Мальчик кивнул. Конечно, сам, а то кто же…
Кнехту понравилось, что Гриша не спешит щёлкать картинки дальше, показывать другие фотографии.
– Хороший кадр, – сказал Кнехт и задумчиво отхлебнул кофе.
– Вам сварить? – деликатно спросил Гришин отец. Кнехт сообразил, что пьёт не из своей чашки, растерялся, а потом сказал:
– Да, сварите, если не трудно… Такой же. Кажется, у меня есть одна мысль.
Гриша закрыл фотографию на экране и стал быстро листать другие:
– Сейчас, сейчас… Не смотрите, я ещё не чистил, тут ерунда… А, вот!
Да, тоже хорошо. Просто дверь: ручка в виде льва и квадратное окошко. Но как падает свет! Сколько мальчику лет, десять? Когда он научился отличать хорошие кадры от обыкновенных?!
Кнехт молчал, пока кухню снова не наполнил запах кофе. Крепкий, удивительно вкусный вышел – Кнехт попробовал и улыбнулся. Когда он улыбался последний раз?
– У меня к вам предложение, – сказал он жильцу. – Я сегодня свободен и мог бы показать мальчику город, пока вы работаете.
* * *
Кнехт растерянно смотрел на мальчика. Зачем он это придумал? Куда они пойдут, что он может показать ребёнку? Он никогда не умел разговаривать с детьми.

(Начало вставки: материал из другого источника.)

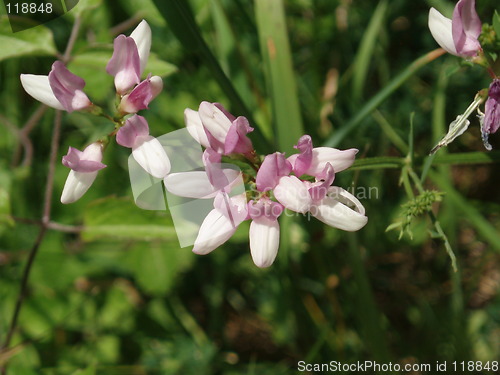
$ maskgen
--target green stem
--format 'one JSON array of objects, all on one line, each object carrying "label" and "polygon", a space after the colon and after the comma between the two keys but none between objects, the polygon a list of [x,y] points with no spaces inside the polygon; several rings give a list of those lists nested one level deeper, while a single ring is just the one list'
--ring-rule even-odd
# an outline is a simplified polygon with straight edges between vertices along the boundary
[{"label": "green stem", "polygon": [[347,124],[338,129],[335,134],[327,139],[324,146],[336,147],[342,140],[363,121],[370,113],[382,104],[394,91],[413,76],[420,68],[443,55],[445,51],[442,48],[435,49],[411,63],[405,70],[394,77],[387,86],[385,86],[377,95],[371,98],[366,105],[361,108],[354,118]]}]

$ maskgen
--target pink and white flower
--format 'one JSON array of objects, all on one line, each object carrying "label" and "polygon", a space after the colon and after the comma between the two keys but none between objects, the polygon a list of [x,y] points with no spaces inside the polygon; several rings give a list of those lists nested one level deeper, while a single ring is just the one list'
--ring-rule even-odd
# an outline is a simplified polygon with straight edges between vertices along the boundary
[{"label": "pink and white flower", "polygon": [[266,196],[248,203],[250,223],[250,253],[257,267],[265,268],[273,264],[280,244],[278,217],[283,205]]},{"label": "pink and white flower", "polygon": [[116,134],[116,142],[132,149],[132,156],[150,175],[164,178],[170,172],[170,159],[160,141],[149,135],[146,119],[134,115],[127,119]]},{"label": "pink and white flower", "polygon": [[309,211],[326,225],[348,232],[360,230],[368,222],[361,202],[338,186],[330,186],[326,196],[313,202]]},{"label": "pink and white flower", "polygon": [[33,98],[55,109],[73,112],[92,106],[83,92],[85,81],[71,73],[61,61],[52,64],[48,76],[21,74],[21,84]]},{"label": "pink and white flower", "polygon": [[333,167],[335,173],[349,168],[358,150],[350,148],[347,150],[338,150],[332,147],[314,147],[309,135],[300,137],[294,148],[300,151],[299,154],[291,155],[288,161],[293,166],[293,172],[300,177],[303,174],[317,176],[323,172],[326,164]]},{"label": "pink and white flower", "polygon": [[141,82],[151,49],[151,28],[148,23],[143,20],[129,37],[116,37],[113,47],[113,56],[106,71],[115,77],[116,92],[122,96],[118,110],[127,114],[148,108],[163,89],[163,81],[159,76],[148,76]]},{"label": "pink and white flower", "polygon": [[101,163],[103,145],[90,144],[83,151],[70,147],[63,156],[63,165],[71,168],[61,195],[61,203],[68,204],[80,199],[94,183],[97,172],[106,167]]},{"label": "pink and white flower", "polygon": [[255,178],[257,190],[265,192],[274,189],[280,178],[291,172],[292,164],[285,158],[285,154],[275,152],[266,155]]},{"label": "pink and white flower", "polygon": [[478,37],[481,34],[481,20],[477,15],[475,0],[460,0],[449,19],[431,8],[429,29],[436,42],[455,56],[470,58],[481,50]]},{"label": "pink and white flower", "polygon": [[487,150],[492,147],[488,136],[500,128],[500,79],[494,79],[488,90],[488,99],[484,105],[484,117],[481,116],[481,135]]},{"label": "pink and white flower", "polygon": [[218,192],[214,199],[214,209],[203,220],[194,242],[193,252],[205,255],[225,243],[248,217],[245,194],[229,197]]},{"label": "pink and white flower", "polygon": [[162,89],[163,81],[160,77],[148,77],[139,83],[130,94],[123,96],[118,111],[127,114],[147,109],[149,103],[161,93]]},{"label": "pink and white flower", "polygon": [[202,102],[198,111],[186,109],[184,119],[189,134],[203,147],[221,155],[250,155],[252,141],[247,134],[253,131],[248,120],[234,117],[220,103]]}]

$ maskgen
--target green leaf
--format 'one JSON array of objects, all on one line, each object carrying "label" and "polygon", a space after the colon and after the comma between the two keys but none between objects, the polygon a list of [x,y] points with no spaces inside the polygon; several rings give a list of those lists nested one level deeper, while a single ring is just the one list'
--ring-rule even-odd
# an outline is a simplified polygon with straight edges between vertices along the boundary
[{"label": "green leaf", "polygon": [[194,258],[189,249],[165,246],[160,242],[137,245],[128,255],[129,267],[137,283],[146,293],[154,295],[168,293]]},{"label": "green leaf", "polygon": [[177,241],[166,212],[142,210],[129,199],[97,200],[87,207],[83,220],[85,241],[99,238]]},{"label": "green leaf", "polygon": [[177,67],[160,59],[155,53],[151,53],[144,72],[145,74],[151,73],[152,75],[164,78],[177,72]]},{"label": "green leaf", "polygon": [[493,15],[493,29],[497,34],[497,40],[500,40],[500,14],[495,10],[495,14]]},{"label": "green leaf", "polygon": [[290,153],[304,134],[282,0],[256,0],[260,49],[273,104],[276,143]]},{"label": "green leaf", "polygon": [[52,31],[43,26],[13,33],[7,16],[0,17],[0,61],[19,56],[56,55]]}]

Странно, что отец так легко отпустил мальчика с ним, с чужим, обрадовался. Видно, очень занят.
– Куда пойдём? – спросил мальчик.
– Ну…
Как показать человеку город? Тот город, который тебе не просто место для житья. Город, из которого состоишь ты сам больше чем наполовину, как другие люди – из воды.
– Вот, смотри. Ратушная площадь…
Мальчик не смотрел на башню с часами, он смотрел себе под ноги. Он наверняка тоже успел выучить наизусть все эти башни и часы. Что Кнехт может показать ему? Что вообще ему надо?!
– Смотрите, Пауль, – вдруг сказал мальчик. – Смотрите, какой странной формы этот камень.
…И вдруг стало легко. Сразу.
– Туда? – спросил Гриша, Кнехт кивнул, и они свернули в самый узкий и кривой переулок.
* * *
Гриша провёл рукой по кирпичам, вылезшим из-под штукатурки.
– Сколько лет этому дому?
– Не знаю, – пожал плечами Кнехт, – думаю, семнадцатый век. А, точно, смотри: табличка. Да, семнадцатый, точно.
– Это что – четыреста лет, да? Ничего себе. А почему не отвалилось полностью?
– Штукатурка? Ремонтируют. Это недавняя, конечно, новая; и всё равно отваливается. Скоро опять закрасят. А тогда… Тогда вообще всё иначе выглядело.
– Иначе, – разочаровался Гриша. – А кирпичи? Кирпичи хоть настоящие?
– Настоящие, – уверено кивнул Кнехт. – Смотри какие! Сейчас таких не делают, вот этот – видишь? – новый, а остальные – как было. Вообще внутри многое поменяли, провели коммуникации, сейчас без этого никак… Стены – то, что осталось. Стены настоящие.